¿Es posible la independencia de Cataluña?

LIBERTAD DIGITAL 14/09/16
JOSÉ GARCÍA DOMÍNGUEZ

Es sabido que el destino histórico de aquel Estado que en su día respondiera por República Federativa de Yugoslavia se decidió no en los cuarteles de Belgrado ni tampoco en las calles y plazas de Zagreb, sino en algún pulcro despacho oficial de Berlín. Sin el plácet de Alemania, también es sabido, Croacia nunca habría osado dar el último paso, el que condujo a la guerra civil y, a la postre, a la voladura controlada del país. Es una regla no escrita: en la región oriental de Europa nada se mueve sin el consentimiento expreso de Rusia. En la occidental, Alemania y, de modo accesorio, Francia asumen, aunque siempre de modo mucho más discreto, ese mismo papel de gendarmes locales. Los Balcanes caían justo en las lindes de esas dos jurisdicciones. Y lo que sirvió para Yugoslavia igual servirá para España. La única posibilidad real de que Cataluña consume la independencia pasa por que la causa de los secesionistas logre la neutralidad, como mínimo la neutralidad, de alguno de los grandes decisores que dominan el tablero europeo.

Un avatar que sólo se podría materializar si el Estado cometiera la torpeza de recurrir al uso desmesurado de la fuerza en respuesta a las inminentes provocaciones de la Generalitat, esos renovados gestos de insubordinación frente al orden legal que no tardarán en producirse. Con una cierta ingenuidad pueril, los de la CUP acaban de reconocer que ese, el de una espiral de violencia institucional inducida que internacionalice el choque con Madrit, es el escenario óptimo que, en la medida de sus posibilidades, tratarán de forzar a partir de ahora. Por lo demás, algo en extremo improbable dado el carácter pequeñoburgués y refractario a la épica sacrificial que caracteriza al grueso del movimiento catalanista. Así, descartadas las estampas más o menos belicosas de confrontación física abierta, tan contrarias a la idiosincrasia local, su ansiada internacionalización del conflicto solo podría pasar por la celebración de un referéndum unilateral de independencia que contase, asunto trascendental, con la participación de los discrepantes con el proyecto de ruptura con España.

La paradoja es que necesitan que los refractarios a la secesión legitimen de puertas afuera la quiebra del orden constitucional a través de su concurso en ese plebiscito.

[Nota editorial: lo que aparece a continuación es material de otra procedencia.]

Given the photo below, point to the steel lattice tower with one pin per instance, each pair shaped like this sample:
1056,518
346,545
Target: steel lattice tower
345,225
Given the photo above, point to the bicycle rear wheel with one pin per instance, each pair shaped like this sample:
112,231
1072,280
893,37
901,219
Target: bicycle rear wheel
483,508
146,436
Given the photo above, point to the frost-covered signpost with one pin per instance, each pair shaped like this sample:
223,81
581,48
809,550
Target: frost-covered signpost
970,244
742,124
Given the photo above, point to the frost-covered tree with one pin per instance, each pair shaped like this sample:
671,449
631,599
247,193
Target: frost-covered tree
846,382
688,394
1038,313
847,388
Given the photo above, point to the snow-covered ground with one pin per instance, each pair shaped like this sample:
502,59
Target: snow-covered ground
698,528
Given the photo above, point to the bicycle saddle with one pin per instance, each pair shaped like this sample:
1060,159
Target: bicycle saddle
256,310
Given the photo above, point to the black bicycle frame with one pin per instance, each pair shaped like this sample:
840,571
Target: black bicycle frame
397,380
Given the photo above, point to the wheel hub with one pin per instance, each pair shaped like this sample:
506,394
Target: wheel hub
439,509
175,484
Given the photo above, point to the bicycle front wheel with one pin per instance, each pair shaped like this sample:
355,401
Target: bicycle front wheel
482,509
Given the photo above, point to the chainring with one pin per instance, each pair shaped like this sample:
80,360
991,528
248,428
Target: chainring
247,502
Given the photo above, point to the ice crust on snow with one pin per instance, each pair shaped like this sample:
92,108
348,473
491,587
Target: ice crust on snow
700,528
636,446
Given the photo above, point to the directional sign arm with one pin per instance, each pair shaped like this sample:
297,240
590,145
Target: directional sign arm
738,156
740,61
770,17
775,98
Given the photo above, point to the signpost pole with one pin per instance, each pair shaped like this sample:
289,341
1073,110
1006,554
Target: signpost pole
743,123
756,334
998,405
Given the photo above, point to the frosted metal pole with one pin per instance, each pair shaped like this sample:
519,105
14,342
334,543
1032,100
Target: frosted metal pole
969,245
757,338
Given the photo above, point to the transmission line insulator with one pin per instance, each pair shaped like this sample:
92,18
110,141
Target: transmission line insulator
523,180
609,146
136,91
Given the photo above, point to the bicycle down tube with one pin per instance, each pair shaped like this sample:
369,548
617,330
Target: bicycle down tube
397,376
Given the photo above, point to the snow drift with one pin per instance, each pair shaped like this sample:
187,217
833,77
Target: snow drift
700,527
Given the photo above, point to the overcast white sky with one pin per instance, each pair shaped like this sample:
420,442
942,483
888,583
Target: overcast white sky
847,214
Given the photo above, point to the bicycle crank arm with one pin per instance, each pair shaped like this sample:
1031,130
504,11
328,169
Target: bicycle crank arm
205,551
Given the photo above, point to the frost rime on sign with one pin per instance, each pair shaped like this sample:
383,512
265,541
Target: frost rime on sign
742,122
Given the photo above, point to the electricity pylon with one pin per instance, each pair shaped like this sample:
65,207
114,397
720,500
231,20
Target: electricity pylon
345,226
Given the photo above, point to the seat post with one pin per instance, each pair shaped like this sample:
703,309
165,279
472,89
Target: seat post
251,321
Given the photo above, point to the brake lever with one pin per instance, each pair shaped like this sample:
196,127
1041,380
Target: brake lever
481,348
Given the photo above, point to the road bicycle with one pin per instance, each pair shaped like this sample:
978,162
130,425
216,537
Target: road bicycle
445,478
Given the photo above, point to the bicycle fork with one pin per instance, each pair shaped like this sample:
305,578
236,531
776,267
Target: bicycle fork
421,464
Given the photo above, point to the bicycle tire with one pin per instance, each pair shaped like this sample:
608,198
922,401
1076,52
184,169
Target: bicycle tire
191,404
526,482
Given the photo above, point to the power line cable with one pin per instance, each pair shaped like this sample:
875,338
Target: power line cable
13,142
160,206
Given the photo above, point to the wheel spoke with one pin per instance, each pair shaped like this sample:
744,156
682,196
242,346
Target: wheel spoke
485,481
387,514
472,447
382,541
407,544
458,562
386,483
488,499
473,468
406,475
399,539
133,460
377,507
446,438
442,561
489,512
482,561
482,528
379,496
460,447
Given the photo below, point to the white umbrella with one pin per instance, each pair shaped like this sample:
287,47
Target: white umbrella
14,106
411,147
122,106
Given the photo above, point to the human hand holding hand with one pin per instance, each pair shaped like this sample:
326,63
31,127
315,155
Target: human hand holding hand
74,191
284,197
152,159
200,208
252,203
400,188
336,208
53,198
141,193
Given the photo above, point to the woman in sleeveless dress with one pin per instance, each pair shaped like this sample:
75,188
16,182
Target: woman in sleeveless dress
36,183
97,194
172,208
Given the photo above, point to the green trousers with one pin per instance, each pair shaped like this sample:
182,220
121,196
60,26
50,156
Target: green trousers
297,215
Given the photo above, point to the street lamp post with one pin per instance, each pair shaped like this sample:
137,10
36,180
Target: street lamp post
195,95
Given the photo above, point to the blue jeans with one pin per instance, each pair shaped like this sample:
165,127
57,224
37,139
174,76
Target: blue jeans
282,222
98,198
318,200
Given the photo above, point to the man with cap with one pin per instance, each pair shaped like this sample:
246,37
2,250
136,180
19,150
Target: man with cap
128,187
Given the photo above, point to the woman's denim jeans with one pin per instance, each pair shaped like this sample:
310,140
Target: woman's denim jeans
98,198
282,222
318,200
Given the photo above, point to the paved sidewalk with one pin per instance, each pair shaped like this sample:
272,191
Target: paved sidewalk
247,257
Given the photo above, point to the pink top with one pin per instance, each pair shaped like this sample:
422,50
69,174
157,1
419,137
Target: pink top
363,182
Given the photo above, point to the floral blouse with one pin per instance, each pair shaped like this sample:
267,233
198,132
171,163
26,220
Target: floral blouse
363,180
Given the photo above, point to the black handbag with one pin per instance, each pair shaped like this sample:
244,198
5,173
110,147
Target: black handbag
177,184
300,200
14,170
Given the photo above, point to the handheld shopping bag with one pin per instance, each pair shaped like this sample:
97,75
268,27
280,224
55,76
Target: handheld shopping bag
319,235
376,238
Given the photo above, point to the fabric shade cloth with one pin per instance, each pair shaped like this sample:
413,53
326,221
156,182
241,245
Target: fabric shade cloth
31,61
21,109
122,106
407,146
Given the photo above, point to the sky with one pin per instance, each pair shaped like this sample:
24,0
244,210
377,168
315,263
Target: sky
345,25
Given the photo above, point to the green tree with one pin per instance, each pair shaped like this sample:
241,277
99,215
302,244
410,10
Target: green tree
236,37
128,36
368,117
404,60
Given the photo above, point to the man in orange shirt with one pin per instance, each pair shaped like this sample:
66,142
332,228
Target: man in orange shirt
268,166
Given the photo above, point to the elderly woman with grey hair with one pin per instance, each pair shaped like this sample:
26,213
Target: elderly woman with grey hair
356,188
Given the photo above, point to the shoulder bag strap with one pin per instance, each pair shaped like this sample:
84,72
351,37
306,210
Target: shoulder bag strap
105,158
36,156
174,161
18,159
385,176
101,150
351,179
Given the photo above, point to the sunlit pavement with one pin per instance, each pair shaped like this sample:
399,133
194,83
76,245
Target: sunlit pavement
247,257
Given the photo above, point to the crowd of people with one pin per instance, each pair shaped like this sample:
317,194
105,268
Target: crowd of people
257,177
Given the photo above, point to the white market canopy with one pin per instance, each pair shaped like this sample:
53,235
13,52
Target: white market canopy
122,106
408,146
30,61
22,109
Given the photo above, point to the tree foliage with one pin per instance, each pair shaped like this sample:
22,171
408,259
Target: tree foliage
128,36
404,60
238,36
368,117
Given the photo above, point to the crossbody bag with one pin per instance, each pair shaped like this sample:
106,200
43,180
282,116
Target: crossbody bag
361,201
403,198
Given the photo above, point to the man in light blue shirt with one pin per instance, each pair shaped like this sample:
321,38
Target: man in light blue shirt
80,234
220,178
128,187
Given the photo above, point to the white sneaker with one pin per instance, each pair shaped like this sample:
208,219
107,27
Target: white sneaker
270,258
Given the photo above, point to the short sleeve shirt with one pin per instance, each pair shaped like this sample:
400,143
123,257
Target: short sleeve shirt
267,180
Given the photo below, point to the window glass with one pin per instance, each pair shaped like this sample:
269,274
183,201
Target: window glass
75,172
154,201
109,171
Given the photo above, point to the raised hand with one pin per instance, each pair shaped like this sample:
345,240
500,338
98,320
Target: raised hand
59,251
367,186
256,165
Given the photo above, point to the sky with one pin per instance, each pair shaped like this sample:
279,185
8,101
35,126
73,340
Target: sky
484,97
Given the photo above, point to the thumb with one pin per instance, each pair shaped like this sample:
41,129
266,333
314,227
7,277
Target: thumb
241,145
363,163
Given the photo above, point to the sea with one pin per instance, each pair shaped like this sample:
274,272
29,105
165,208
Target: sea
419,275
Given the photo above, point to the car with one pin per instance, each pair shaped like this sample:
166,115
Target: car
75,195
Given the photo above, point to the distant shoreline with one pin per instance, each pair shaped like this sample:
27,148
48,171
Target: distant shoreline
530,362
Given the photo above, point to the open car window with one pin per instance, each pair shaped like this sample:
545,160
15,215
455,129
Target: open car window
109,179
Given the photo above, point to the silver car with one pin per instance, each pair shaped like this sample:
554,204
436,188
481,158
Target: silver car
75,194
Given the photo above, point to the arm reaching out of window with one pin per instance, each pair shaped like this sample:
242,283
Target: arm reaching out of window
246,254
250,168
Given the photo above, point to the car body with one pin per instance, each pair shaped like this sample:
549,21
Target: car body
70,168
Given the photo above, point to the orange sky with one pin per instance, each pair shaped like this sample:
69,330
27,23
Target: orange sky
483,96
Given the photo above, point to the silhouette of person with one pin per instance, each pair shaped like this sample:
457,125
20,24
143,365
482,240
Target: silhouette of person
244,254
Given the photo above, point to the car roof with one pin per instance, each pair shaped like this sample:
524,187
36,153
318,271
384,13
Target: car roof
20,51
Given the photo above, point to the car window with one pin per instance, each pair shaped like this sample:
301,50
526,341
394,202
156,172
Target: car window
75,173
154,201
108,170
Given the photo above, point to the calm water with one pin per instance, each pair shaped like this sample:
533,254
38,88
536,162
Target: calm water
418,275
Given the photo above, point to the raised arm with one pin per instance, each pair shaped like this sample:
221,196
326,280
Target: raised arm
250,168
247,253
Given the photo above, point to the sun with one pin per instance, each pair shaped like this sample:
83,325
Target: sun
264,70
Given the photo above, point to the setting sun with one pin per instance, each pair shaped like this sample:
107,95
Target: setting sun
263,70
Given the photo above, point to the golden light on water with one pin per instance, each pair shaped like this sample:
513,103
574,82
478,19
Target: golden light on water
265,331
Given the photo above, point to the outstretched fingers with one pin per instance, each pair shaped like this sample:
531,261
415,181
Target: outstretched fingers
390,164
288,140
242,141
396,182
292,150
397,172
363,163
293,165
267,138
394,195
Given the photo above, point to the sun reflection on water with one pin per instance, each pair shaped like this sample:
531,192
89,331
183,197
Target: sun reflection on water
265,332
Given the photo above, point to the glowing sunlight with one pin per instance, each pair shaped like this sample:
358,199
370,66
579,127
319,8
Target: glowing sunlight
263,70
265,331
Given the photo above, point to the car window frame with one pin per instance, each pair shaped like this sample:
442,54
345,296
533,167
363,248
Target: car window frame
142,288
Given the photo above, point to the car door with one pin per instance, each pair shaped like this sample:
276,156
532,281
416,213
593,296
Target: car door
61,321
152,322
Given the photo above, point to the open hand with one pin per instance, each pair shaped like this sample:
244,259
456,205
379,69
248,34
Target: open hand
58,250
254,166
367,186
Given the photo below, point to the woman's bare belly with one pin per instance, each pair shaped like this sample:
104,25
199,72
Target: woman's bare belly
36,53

Ellos entienden, y no se equivocan, que Europa únicamente podría llegar a mostrarse complaciente en alguna medida con la fractura de la soberanía española si, y solo si, en el seno de la sociedad catalana el acuerdo al respecto alcanzase una mayoría muy reforzada, del orden del ochenta por cierto de la población. Ahora mismo, sin embargo, los separatistas representan una mayoría muy escasa del censo, poco, muy poco más de la mitad. Y con eso se pueden organizar impresionantes manifestaciones, sí, pero no se rompe un Estado. Para partir la columna vertebral de un país hay que tener detrás al ochenta o al noventa por ciento de la gente. Algo que a día de hoy distan de poseer. He ahí la razón de que se antoje tan importante que los comunes de Colau -Podemos no existe en Cataluña- se prestasen a participar en un referéndum, huelga decir que ilegal. A efectos políticos, el 9-N no supuso nada más que una pachanguita folclórica e intrascendente. Nadie, empezando por ellos mismos, se tomó en serio aquella performance por la sencilla razón de que la tercera Cataluña, esa que ni se entusiasma con los españolistas ni con los separatistas, no se prestó a participar en el juego. Y esa tercera Cataluña, nos guste o no, es la que al final acabará decidiendo el ganador de la partida. ¿Y qué harán llegado el caso? Sospecho que ni la propia Colau lo sabe a estas horas.